Portsmouth Sets 2021 Halloween Trick-or-Treat Hours

September 30, 2021

Portsmouth City Manager Karen Conard and the City Emergency Management Team announce that Portsmouth children and families will be able to enjoy Halloween trick- or-treating on Saturday, October 30, 2021, from 3 to 6 pm. The addition of daylight hours was popular last year and is being repeated.

The City asks residents to keep the following recommendations in mind, for a safe and fun Halloween:

  • Outdoor activities are much safer than indoor activities.
  • Travel in small groups. Small children should be accompanied and supervised at all times.
  • Carry a face mask, just in case (for example, when going to a door for candy vs. taking candy from a table or other container, away from others).
  • Maintain distance between your “ghouls” and other groups.
  • Residents who do not want to participate should leave their front houselights turned off, or put a sign on the driveway or sidewalk. Trick-or-treaters should respect that notice.
  • It is still best for children and those providing candy to maintain physical distance or wear masks. You may wish to put treats in individual paper bags or spread out on trays (rather than a communal bowl) and placed on a table on the front walk, porch or driveway. Be creative!

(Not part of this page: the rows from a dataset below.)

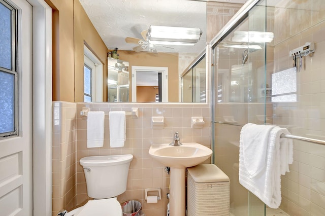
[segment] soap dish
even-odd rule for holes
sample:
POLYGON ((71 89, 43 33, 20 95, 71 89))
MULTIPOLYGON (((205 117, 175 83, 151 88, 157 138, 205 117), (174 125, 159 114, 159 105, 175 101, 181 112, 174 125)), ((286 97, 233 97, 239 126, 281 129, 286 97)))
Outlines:
POLYGON ((164 116, 152 116, 151 125, 153 128, 164 127, 164 116))
POLYGON ((205 123, 204 121, 203 121, 203 117, 202 116, 192 117, 191 119, 191 126, 192 128, 202 127, 205 123))

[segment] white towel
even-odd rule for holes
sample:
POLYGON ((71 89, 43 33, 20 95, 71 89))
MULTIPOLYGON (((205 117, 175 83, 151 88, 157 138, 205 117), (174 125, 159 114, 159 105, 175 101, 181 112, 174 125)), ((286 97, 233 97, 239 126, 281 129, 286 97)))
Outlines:
MULTIPOLYGON (((292 141, 290 139, 280 138, 280 136, 282 133, 289 134, 286 129, 276 126, 270 130, 270 127, 267 126, 250 123, 243 127, 240 133, 239 182, 270 207, 273 208, 278 208, 281 203, 281 174, 289 171, 288 164, 292 163, 293 161, 292 141), (251 130, 252 129, 254 130, 251 130), (266 143, 262 143, 262 140, 259 143, 260 145, 263 145, 266 148, 266 154, 264 158, 259 155, 263 152, 254 152, 251 148, 246 147, 247 145, 256 143, 252 144, 254 142, 246 142, 245 141, 247 136, 253 137, 255 133, 258 136, 263 129, 268 131, 266 143), (247 133, 250 134, 247 135, 247 133), (248 151, 245 152, 245 149, 248 151), (250 156, 252 158, 255 156, 260 162, 264 163, 264 165, 257 166, 258 168, 262 168, 254 176, 251 176, 248 172, 248 169, 250 170, 251 169, 247 168, 248 165, 244 158, 249 153, 253 155, 252 157, 250 156)), ((264 148, 259 147, 256 149, 264 151, 264 148)), ((256 166, 254 163, 249 164, 256 166)), ((253 170, 256 169, 254 168, 253 170)))
POLYGON ((110 145, 111 148, 123 147, 126 138, 125 112, 111 111, 109 117, 110 145))
POLYGON ((87 148, 103 147, 105 114, 88 112, 87 120, 87 148))

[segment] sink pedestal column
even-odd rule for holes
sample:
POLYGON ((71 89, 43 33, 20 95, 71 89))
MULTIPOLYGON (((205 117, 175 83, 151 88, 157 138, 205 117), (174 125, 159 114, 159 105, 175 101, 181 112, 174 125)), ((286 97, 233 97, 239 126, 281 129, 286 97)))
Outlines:
POLYGON ((185 216, 186 168, 171 167, 169 205, 170 216, 185 216))

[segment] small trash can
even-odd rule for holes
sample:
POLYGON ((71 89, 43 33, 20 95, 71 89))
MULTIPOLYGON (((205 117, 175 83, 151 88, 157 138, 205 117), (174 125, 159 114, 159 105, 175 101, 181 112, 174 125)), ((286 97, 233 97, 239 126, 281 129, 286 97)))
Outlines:
POLYGON ((137 200, 129 200, 121 205, 123 216, 140 216, 141 203, 137 200))
POLYGON ((229 216, 230 180, 214 164, 187 168, 187 215, 229 216))

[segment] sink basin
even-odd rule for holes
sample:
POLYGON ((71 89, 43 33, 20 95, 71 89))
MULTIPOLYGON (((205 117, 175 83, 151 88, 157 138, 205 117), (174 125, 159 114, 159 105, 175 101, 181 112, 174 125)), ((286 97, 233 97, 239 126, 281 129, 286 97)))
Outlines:
POLYGON ((207 147, 196 142, 182 146, 151 145, 149 154, 165 166, 171 168, 169 199, 170 215, 185 216, 185 172, 186 167, 196 166, 212 154, 207 147))
POLYGON ((190 167, 207 160, 212 154, 211 149, 195 142, 183 143, 171 146, 168 143, 153 145, 149 154, 165 166, 171 167, 190 167))

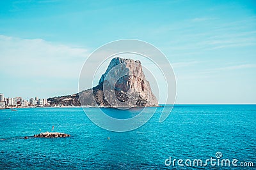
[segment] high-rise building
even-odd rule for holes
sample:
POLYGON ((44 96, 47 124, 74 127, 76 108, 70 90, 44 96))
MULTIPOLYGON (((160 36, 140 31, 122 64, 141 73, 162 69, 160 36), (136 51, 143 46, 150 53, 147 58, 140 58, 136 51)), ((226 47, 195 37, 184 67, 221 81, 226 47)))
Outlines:
POLYGON ((4 102, 4 94, 0 93, 0 102, 4 102))
POLYGON ((44 99, 38 99, 38 104, 39 105, 44 105, 44 99))
POLYGON ((13 98, 8 98, 7 104, 8 105, 13 105, 13 98))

Trick-or-treaters should use flashlights, walk on sidewalks where available, travel in familiar, well-lit areas, and only go to homes with outdoor lights on. Phones down, heads up. Be aware of your surroundings.

Motorists should exercise extra caution on trick-or-treat night. Although the hours allow for some safer trick-or-treating in daylight, watch for children crossing streets and at intersections.

  • Enter and exit driveways slowly, watch for children.
  • After dark, watch for trick-or-treaters in dark clothing.
  • New or inexperienced drivers should avoid driving after dark on Halloween.

“Although we have made much progress in vaccination for eligible people, children under the age of 12 are not yet able to receive the vaccines and the Delta variant has impacted children more than the original,” noted City Health Officer Kim McNamara. “At the same time, local transmission rates of COVID-19 remain high.”